There has been an ongoing saga in horse racing just recently in regard to former Champion jockey Davy Russell.
The 38 year old professional jockey, appeared to strike his mount prior to a hurdle race at Tramore back on August the 18th. The incident which was brought to light via social media showed Russell on board Kings Dolly before the race began and while in and amongst other horses in the race he appeared to punch his mount with his right hand.
After the spotlight was put on the incident, with people in uproar at what they had seen, the Irish Turf Club issued Davy Russell with a caution. This wasn’t seen as strong enough treatment though in nature of the offence. The registrar of the National Hunt Steeplechase Committee lodged an appeal after deeming the punishment handed down to Russell was unduly lenient.

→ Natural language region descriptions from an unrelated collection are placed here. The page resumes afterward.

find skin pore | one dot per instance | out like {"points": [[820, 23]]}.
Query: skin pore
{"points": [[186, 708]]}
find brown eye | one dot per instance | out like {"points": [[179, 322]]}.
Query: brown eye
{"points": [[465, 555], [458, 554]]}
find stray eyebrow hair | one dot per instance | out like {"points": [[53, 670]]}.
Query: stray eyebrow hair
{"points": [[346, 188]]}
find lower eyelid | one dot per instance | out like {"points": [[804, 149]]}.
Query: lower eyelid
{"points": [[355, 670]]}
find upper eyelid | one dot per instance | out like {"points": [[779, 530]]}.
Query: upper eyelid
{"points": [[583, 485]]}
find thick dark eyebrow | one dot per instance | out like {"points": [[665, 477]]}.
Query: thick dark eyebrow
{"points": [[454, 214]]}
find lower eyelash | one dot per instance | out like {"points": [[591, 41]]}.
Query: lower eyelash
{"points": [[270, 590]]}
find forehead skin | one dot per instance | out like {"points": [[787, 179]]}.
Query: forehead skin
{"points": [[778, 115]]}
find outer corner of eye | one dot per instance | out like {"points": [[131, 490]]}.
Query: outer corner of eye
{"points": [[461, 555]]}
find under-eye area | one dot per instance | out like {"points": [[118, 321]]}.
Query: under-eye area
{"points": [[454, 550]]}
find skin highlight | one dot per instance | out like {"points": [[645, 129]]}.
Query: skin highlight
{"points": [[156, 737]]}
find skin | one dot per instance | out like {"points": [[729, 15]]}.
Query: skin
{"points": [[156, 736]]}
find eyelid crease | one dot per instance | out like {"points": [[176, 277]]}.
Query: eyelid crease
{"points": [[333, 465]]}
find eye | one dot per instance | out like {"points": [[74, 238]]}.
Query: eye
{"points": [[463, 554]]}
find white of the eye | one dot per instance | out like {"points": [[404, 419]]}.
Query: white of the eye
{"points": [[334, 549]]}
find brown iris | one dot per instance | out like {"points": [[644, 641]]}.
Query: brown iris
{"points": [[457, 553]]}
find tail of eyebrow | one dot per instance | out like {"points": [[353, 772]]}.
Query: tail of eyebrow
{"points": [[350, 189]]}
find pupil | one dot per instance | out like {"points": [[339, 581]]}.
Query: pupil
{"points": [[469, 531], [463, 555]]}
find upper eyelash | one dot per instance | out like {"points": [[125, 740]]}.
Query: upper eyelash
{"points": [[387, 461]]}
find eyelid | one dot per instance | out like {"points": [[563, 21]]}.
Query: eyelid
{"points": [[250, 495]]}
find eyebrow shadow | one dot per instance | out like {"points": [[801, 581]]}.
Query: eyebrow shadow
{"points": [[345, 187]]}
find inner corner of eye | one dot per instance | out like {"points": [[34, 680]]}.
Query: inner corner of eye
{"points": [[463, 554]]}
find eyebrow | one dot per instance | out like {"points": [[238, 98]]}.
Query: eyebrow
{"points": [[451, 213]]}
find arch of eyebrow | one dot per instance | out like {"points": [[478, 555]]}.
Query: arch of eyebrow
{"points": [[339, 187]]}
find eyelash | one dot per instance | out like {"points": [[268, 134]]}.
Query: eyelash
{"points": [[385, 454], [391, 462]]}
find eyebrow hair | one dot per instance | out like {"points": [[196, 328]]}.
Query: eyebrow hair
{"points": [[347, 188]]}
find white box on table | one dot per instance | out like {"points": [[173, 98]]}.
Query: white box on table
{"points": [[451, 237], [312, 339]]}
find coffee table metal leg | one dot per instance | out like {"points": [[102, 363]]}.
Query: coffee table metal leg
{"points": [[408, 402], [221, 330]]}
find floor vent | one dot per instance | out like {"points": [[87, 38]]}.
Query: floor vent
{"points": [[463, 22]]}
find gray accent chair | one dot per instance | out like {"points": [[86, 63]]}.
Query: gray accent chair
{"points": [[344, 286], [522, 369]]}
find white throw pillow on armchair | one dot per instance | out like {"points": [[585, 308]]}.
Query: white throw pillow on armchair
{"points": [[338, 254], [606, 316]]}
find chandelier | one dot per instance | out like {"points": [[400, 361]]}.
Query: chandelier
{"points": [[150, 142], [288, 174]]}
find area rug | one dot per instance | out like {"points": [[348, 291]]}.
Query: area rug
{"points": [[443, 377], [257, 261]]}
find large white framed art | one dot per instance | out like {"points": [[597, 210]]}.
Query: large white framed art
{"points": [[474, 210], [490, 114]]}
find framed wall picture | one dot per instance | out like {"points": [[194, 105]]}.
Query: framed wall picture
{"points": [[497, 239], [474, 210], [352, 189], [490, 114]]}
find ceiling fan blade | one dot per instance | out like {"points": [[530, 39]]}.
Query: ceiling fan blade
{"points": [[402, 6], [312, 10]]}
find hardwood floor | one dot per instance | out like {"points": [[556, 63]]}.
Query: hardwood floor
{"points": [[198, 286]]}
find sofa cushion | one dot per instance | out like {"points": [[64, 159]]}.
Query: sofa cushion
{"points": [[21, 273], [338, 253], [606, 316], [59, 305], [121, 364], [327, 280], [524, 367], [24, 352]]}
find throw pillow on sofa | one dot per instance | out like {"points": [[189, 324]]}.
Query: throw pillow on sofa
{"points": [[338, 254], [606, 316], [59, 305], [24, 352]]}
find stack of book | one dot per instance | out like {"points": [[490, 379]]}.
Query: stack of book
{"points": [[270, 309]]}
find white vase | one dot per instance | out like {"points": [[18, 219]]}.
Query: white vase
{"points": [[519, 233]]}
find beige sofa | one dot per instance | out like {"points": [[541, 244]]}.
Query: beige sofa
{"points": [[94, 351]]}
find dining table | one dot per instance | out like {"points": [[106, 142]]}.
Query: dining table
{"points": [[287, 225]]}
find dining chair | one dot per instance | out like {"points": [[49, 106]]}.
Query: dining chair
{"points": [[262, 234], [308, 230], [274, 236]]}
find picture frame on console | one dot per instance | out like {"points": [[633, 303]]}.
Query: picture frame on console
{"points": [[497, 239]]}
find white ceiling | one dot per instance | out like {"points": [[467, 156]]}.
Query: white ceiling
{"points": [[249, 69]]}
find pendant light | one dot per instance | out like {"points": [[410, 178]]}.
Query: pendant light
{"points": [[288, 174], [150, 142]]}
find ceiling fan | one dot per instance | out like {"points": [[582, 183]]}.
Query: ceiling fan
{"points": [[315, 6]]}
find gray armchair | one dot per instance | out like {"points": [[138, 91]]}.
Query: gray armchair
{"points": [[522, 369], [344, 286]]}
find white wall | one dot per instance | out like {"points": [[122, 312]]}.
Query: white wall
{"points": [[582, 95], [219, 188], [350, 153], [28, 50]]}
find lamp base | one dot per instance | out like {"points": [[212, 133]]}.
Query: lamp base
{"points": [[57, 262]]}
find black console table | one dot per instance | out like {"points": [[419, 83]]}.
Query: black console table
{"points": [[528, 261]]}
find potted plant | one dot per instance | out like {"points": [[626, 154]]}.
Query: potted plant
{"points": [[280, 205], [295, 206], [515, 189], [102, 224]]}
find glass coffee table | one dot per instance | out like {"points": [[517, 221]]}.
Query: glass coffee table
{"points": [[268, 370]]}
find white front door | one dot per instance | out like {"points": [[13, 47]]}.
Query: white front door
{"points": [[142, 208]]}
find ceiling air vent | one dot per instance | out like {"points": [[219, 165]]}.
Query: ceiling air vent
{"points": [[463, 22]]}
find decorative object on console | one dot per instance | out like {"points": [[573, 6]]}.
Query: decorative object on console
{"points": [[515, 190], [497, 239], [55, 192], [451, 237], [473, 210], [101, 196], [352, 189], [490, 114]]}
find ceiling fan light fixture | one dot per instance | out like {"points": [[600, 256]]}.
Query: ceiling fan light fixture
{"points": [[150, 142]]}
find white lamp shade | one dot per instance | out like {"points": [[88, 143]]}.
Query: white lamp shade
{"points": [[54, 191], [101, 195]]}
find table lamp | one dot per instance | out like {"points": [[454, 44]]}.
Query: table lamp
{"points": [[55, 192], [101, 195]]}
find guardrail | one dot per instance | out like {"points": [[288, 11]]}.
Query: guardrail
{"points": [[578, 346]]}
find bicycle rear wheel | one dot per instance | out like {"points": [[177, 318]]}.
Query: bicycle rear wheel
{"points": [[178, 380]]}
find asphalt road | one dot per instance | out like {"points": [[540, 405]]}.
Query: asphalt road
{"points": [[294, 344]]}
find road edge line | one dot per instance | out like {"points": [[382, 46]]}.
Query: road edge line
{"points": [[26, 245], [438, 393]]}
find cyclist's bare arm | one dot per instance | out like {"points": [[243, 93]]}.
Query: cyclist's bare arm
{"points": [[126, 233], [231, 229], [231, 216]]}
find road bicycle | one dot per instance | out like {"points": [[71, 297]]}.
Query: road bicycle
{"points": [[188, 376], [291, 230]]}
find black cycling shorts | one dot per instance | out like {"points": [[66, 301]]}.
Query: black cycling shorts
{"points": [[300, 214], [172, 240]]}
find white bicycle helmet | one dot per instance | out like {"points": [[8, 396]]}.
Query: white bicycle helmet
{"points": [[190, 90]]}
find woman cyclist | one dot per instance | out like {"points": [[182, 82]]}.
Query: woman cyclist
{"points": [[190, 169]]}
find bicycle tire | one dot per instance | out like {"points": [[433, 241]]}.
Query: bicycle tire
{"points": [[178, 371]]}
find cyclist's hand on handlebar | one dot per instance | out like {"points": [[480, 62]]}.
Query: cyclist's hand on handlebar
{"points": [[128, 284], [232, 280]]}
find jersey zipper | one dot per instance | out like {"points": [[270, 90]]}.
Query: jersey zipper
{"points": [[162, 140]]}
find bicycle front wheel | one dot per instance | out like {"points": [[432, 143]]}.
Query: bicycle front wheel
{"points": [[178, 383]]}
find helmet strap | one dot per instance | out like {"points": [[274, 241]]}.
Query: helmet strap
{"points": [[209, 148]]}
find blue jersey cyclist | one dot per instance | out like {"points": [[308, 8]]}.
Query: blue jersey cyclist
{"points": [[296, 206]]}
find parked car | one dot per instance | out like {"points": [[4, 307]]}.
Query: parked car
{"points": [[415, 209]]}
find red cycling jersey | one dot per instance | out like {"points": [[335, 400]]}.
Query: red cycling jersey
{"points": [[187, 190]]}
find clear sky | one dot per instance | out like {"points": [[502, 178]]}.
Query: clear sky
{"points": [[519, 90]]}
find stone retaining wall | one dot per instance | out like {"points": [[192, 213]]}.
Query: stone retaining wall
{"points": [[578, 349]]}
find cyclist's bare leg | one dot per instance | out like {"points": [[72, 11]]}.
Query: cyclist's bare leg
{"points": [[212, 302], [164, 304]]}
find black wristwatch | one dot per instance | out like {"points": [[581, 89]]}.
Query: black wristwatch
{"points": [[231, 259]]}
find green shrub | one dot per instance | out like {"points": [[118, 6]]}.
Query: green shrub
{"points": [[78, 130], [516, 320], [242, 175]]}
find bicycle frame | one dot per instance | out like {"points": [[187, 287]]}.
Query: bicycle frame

The appeals board duly investigated the matter and after some consideration decided a four-day ban was a more appropriate punishment. At first they were going to hand down a five-day ban but felt that Russell had already been put under enough pressure during the whole course of disciplinary proceedings. Davy Russell claimed that he only struck the horse in order to get it back under control and to make it pay attention, prior to the start of the race at Tramore. So is this a regular occurrence, with Russell just unlucky in some ways to be a jockey caught in the act?
According to many in the sport, Russell’s comments lead many to believe that it indeed could be the case. He pointed out prior to the matter being dealt with that he wasn’t sure if everyone on social media understood how thoroughbred racehorses are handled at race time and insisted he would be happy to talk to the Turf Club about this in further detail. So is this a sort of admission by the jockey that it’s not just he who has struck or strikes his mounts, but others do so for the very same reasons.
There have long been questions raised about the treatment of horses in the racing environment, with many insisting that jockeys whip the horses too much. So Russell’s behaviour only further exacerbated the whole arguments that in some way the sport is cruel. The RSPCA avy Russell also got involved and felt that the racing authorities must lay down tougher measures in cases that involve animal welfare.
What served to make matters worse was the fact that the case against Russell went on for 18 days and many felt that it only came about due to the incident being a huge talking point on social media, rather than the authorities taking a stand. So there are definitely lessons to be learned on both sides.
One things is for sure, Russell himself not only appeared to, but admitted striking his mount; but said there was no anger or malice. He hinted that this could actually be a regular occurrence within the industry but whether that is correct remains to be seen. People, as well as the authorities, will now be looking to see if they can spot other jockeys committing similar offences so it’s unlikely that we will see this kind of incident occur again in the near future.